Under the 2003 settlement agreement, Conceptus had been making royalty payments to AMS equal to 3.25% of the company's Essure sales. Following this acquisition, the company will no longer owe these royalty payments. Commencing in 4Q09, Conceptus will amortize the cost of the intangible assets acquired over the remaining life of the patents, which is about eight years.
The amortization of intangible assets is expected to be less than the previous royalty payments, making this transaction accretive for Conceptus. The company anticipates recording a benefit of 5 cents per fully diluted share in 3Q09 as a result of the acquisition due to the release of the company's royalty obligations under the 2003 settlement agreement.
• Athenahealth (Watertown, Massachusetts) a provider of internet-based business services for physician practices reported that it has signed a definitive agreement to acquire Anodyne Health Partners (Alpharetta, Georgia) a provider of Software-as-a-Service (SaaS) business intelligence (BI) solutions for healthcare providers. Terms of the merger agreement include a cash payment of $22.3 million with the potential for additional consideration of up to $7.7 million, based on the achievement of certain business and financial milestones. The transaction is expected to close in October.
• Global Med Technologies (Lakewood, Colorado), an international healthcare information technology company, reported that it has signed a binding letter of intent with Bonfils Blood Center (Denver) to acquire Hemo-Net (also Denver). A subsidiary of the blood center, Hemo-Net is a pioneering application service provider (ASP) specializing in the medical technology field. Hemo-Net currently hosts business solutions for Global Med's customers in the U.S. and Africa. Hemo-Net's revenues in the next calendar year will be nearly $900,000, with an expected positive EBIDTA. The acquisition is expected to close by Nov. 1. Terms of the agreement were not disclosed.
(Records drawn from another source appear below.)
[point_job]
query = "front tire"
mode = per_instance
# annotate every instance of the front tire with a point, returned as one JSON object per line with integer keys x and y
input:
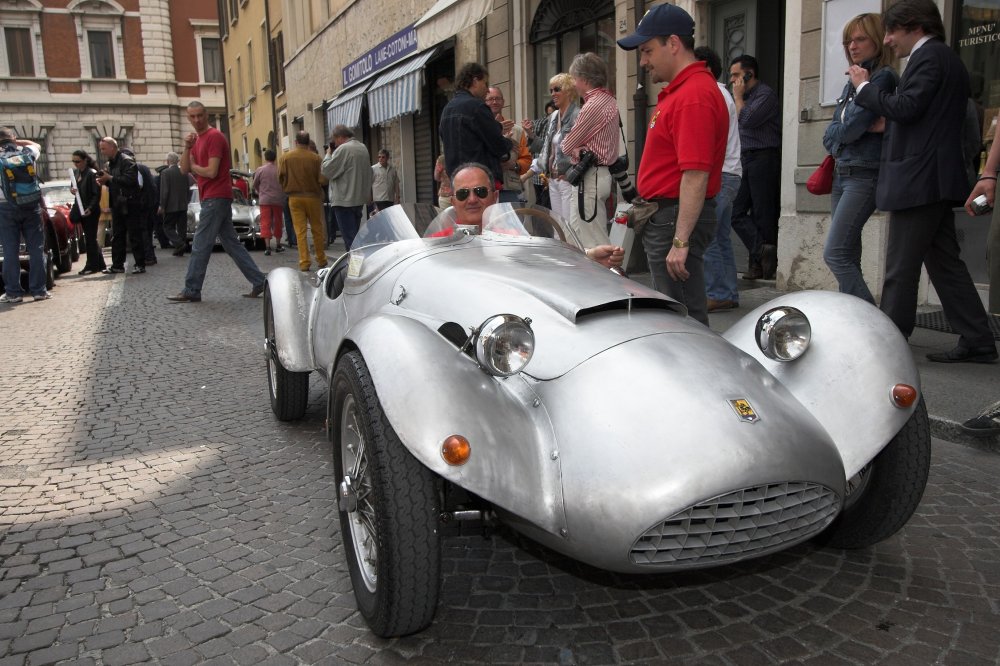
{"x": 288, "y": 391}
{"x": 389, "y": 507}
{"x": 884, "y": 495}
• Varian (Palo Alto, California) reported that at a special meeting of stockholders held on October 5, 2009, its stockholders adopted the merger agreement entered into with Agilent Technologies (Santa Clara, California) under which Agilent will acquire Varian for $52 per share in cash, or about $1.5 billion (MDD, July 28, 2009).
Nearly 84% of the shares of Varian common stock outstanding as of August 12, 2009, the record date for the special meeting, voted to adopt the merger agreement. The transaction remains subject to regulatory approvals and other closing conditions.